I reviewed your comments on the borders and wall series and am excited that such a talented artist has taken up the subject. As a lifelong resident of the border and a resident for the last 20 years in Ambos Nogales who looks at the "Line" every morning going out my door to work, I would humbly suggest, however, that the true depth of this paradox cannot be appreciated via arial photography and op-ed pieces. Ambos Nogales is a "community" that has lived both because of and in spite of The "Fence" since the 1880's. The ties run long and deep for generations on both sides and our "border culture" always receives short shrift in favor of slanted sensationalism like that to which you refer. Several of Mr. Clarke's comments are accurate but several are not. For example, both Nogales, Arizona and Nogales, Sonora are built on a series of hills (picture San Francisco partly in the first world and partly in the third world with a fence running down the middle of Van Ness). All the houses sit around the old part of town as if in an amphitheater with the "fence" running through the arena below. The fence is particularly beatufiul and haunting at night with hundreds of staduim lights shining on it across the hills.
I would love to give you the opportunity to come to Nogales and experience the place first-hand. By way of this, i would like to invite you here. Should you feel comfortable, you are welcome to stay in my guest room on your visit. Feel free to contact me and we can work out the logistics

Annie B said...

Hi Kip,
Thanks so much for your insights direct from Nogales! I totally agree with you that "the true depth of this paradox cannot be appreciated via aerial photography and op-ed pieces." Neither, unfortunately, can it be expressed in a single piece of art, which is one reason why I like to work in series. As I work with a number of different wall/fence sites -- say, Nogales, Israel's West Bank, China's Great Wall -- I hope to uncover some truths about walls in general, about borders in general, and of course about human nature. If I were doing these to accompany a journalistic piece I might travel to the different locations in order to be accurate, but I can't afford to do that and it's not my intention to be journalistic.
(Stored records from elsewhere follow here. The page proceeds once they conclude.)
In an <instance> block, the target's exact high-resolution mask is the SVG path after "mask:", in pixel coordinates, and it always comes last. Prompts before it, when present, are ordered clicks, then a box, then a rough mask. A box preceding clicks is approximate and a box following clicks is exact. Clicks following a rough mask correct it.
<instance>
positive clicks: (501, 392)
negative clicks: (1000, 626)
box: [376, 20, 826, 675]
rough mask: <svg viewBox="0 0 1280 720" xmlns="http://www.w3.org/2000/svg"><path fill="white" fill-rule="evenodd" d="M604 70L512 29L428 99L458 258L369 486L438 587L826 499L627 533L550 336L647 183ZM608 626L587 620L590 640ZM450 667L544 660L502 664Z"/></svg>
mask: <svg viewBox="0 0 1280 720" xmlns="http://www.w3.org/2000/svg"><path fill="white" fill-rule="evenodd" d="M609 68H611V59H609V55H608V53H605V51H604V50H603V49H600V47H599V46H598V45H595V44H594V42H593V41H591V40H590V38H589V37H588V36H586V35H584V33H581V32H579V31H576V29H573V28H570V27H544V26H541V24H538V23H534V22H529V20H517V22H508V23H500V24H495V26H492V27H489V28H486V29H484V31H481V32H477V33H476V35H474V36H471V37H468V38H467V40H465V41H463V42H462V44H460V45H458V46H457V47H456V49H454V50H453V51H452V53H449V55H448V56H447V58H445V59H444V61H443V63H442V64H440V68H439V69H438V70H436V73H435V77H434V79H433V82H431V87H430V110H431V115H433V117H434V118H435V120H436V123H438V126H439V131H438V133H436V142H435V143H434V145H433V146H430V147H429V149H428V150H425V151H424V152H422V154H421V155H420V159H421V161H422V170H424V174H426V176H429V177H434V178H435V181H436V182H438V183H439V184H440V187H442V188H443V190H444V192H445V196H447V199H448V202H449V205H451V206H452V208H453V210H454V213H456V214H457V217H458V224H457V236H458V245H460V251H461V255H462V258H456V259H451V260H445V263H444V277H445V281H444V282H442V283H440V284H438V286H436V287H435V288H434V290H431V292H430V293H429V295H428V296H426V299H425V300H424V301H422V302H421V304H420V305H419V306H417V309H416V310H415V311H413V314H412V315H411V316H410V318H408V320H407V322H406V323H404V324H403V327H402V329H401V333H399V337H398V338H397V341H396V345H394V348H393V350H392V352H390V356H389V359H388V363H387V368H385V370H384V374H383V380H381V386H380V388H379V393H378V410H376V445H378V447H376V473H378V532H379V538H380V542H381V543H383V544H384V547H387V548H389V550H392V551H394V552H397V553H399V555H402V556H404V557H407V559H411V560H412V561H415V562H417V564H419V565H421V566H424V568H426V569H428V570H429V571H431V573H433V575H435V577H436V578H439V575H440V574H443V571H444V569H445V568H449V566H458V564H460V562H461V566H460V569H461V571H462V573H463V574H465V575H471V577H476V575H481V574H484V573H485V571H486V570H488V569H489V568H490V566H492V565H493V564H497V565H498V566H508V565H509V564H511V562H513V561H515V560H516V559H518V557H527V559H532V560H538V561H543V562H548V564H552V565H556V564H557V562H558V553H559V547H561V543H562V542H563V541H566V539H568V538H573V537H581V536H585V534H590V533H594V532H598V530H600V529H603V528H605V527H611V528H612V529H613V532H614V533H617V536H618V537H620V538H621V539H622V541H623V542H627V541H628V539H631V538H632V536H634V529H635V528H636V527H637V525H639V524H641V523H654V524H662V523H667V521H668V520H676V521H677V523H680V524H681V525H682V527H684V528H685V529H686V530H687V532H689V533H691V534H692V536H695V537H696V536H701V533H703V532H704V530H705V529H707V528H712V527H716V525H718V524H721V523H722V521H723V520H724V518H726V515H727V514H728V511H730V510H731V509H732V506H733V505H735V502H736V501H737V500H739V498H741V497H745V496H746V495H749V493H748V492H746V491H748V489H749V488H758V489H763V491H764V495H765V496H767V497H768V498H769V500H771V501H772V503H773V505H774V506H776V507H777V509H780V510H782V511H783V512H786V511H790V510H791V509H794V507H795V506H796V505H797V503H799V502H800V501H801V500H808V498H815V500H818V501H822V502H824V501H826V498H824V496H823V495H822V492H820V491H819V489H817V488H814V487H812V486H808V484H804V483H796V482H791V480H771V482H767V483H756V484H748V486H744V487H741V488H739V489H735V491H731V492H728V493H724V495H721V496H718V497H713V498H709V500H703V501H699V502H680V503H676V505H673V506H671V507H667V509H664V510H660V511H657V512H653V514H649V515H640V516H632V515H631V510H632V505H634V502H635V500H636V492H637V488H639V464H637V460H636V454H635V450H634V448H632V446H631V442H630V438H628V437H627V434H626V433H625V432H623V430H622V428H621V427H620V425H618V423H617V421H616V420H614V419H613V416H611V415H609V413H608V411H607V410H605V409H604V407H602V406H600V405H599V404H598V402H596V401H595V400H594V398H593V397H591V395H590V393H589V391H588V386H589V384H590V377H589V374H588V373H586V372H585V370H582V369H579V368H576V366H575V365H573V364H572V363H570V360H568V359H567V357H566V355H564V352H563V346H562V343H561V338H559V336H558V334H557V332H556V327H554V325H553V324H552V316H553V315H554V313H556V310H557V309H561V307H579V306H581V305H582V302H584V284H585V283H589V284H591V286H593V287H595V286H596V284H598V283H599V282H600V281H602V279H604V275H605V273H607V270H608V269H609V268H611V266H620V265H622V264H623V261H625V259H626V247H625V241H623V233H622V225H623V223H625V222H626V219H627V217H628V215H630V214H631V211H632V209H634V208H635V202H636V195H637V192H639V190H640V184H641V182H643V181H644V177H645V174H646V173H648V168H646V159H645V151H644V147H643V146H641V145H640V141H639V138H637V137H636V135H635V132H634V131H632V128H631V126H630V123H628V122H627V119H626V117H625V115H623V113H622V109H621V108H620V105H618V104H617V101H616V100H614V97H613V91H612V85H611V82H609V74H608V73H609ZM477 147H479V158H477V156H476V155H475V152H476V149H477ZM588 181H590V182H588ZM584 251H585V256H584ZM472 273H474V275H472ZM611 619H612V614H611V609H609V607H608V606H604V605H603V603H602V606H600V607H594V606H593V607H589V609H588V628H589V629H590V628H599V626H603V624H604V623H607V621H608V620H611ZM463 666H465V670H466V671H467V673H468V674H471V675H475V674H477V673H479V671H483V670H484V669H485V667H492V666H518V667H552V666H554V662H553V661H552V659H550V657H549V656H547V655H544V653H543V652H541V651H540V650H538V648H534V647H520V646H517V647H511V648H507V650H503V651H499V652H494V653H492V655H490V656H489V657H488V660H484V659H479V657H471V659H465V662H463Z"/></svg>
That said, please feel free to direct me to any web sites or reading (online or in books) that you recommend for understanding these issues that you live with on a daily basis. I appreciate your perspective.

Patricia Phare-Camp said...

Annie you've hit on a pet peeve of mine. So many think of the US as America but before the Europeans came and divided everything up with "borders" it was the continent of America, from the farthest reaches of Canada to the tiny tip of Central America it was America, and really still is. If you look at the HRW World Atlas at http://go.hrw.com/atlas/norm_htm/world.htm it's labeled North America-period. Even Native Americans get into argument about this one. Canadian Natives are disgusted with US Natives that forget they are Native American's too...and I have a friend that was a professor at an American Indian College who was constantly being told he wasn't Native--he was from the Tarascan tribe of Michoacán. To me those borders mean nothing--we are all Americans and what ever happens to one effects us all...

Unknown said...

On an ironic note about borders, there was a little news piece recently regarding the golf course at Aroostook Valley Country Club which lies on the Maine-New Brunswick border. I am intrigued that the problem is one of convenience, really, but that it still illustrates border politics.

Annie B said...

Patti, you make some excellent points. I was looking at some old European maps of North America and that's just what they labeled it - "North America" or just "America." Thanks for the reminder to include something about the native societies of Arizona/Mexico in this print.

Amie, what an incredible story about the golf course! (New print ideas.) Thank God for the U.S. Dept. of Homeland Security. I rest so much better at night knowing that mobs of scheming Canadian golfers will no longer be pouring willy-nilly into New England.